My grandmother died at a certain point in time. So she had to pick THEN. She chose for her deathbed earbuds "Move Like Jagger", Maroon 5. I still giggle. And am panged, missing her, when I hear it. 


https://youtu.be/kJQP7kiw5Fk


I am trying, on top of coping with the giant colossal failure of civil society entirely, to get transwoke. I am supposed to see a woman. I find that pretty easy to do. But that isn't right, that can't be right, cz in that case, I see WARNING SIGNS. If my baby YOUNGEST had been born with a vagina and were in all the same circumstances now, I would be FREAKING THE FUCK OUT. 


I often go to sleep comforting myself that maybe I just won't wake up.

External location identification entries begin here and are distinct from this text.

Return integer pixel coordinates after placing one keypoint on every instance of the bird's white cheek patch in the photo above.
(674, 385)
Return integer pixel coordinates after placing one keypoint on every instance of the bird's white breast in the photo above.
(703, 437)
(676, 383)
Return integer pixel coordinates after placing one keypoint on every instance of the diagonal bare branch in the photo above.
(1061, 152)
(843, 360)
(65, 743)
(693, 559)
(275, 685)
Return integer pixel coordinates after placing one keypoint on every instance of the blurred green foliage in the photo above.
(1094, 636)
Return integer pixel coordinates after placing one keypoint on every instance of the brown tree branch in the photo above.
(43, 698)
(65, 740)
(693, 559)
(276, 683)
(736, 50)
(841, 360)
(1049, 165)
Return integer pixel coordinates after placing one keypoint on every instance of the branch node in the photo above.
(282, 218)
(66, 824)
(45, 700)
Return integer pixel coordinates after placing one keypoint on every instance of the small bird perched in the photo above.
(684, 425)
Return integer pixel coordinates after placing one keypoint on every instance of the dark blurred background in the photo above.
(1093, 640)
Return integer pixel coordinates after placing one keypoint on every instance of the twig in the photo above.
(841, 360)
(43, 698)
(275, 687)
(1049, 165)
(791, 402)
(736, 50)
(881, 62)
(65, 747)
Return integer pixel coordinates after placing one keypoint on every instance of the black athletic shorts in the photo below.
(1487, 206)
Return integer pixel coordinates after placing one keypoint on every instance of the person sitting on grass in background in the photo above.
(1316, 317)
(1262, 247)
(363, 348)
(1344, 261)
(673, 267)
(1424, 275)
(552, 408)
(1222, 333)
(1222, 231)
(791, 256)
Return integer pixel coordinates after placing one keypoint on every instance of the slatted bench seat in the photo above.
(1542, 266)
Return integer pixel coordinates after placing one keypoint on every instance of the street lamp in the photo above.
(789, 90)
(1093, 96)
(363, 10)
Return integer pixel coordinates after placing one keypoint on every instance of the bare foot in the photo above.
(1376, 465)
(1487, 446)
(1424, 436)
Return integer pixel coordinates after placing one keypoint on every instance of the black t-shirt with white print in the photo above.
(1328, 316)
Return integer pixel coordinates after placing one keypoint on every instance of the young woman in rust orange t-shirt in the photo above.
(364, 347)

I made the mistake of saying that to Nebraska, who threatened to commit me. Ha,🖕 And see, that's what I mean, intimacy is a risk of violence, TJ knows that but thinks it's an aberration not base model equipment of every relationship. I.e. she is new to being a girl. That's dangerous as fuck. Being a woman but with a man's presumption of privileged safety, wow, that's on the scary side of every existential everything (from a mother's point of view). If she claims racial dysphoria next (which for the record I believe DOES exist), I might off myself. Or feel like doing so (without making the mistake of telling anyone that again).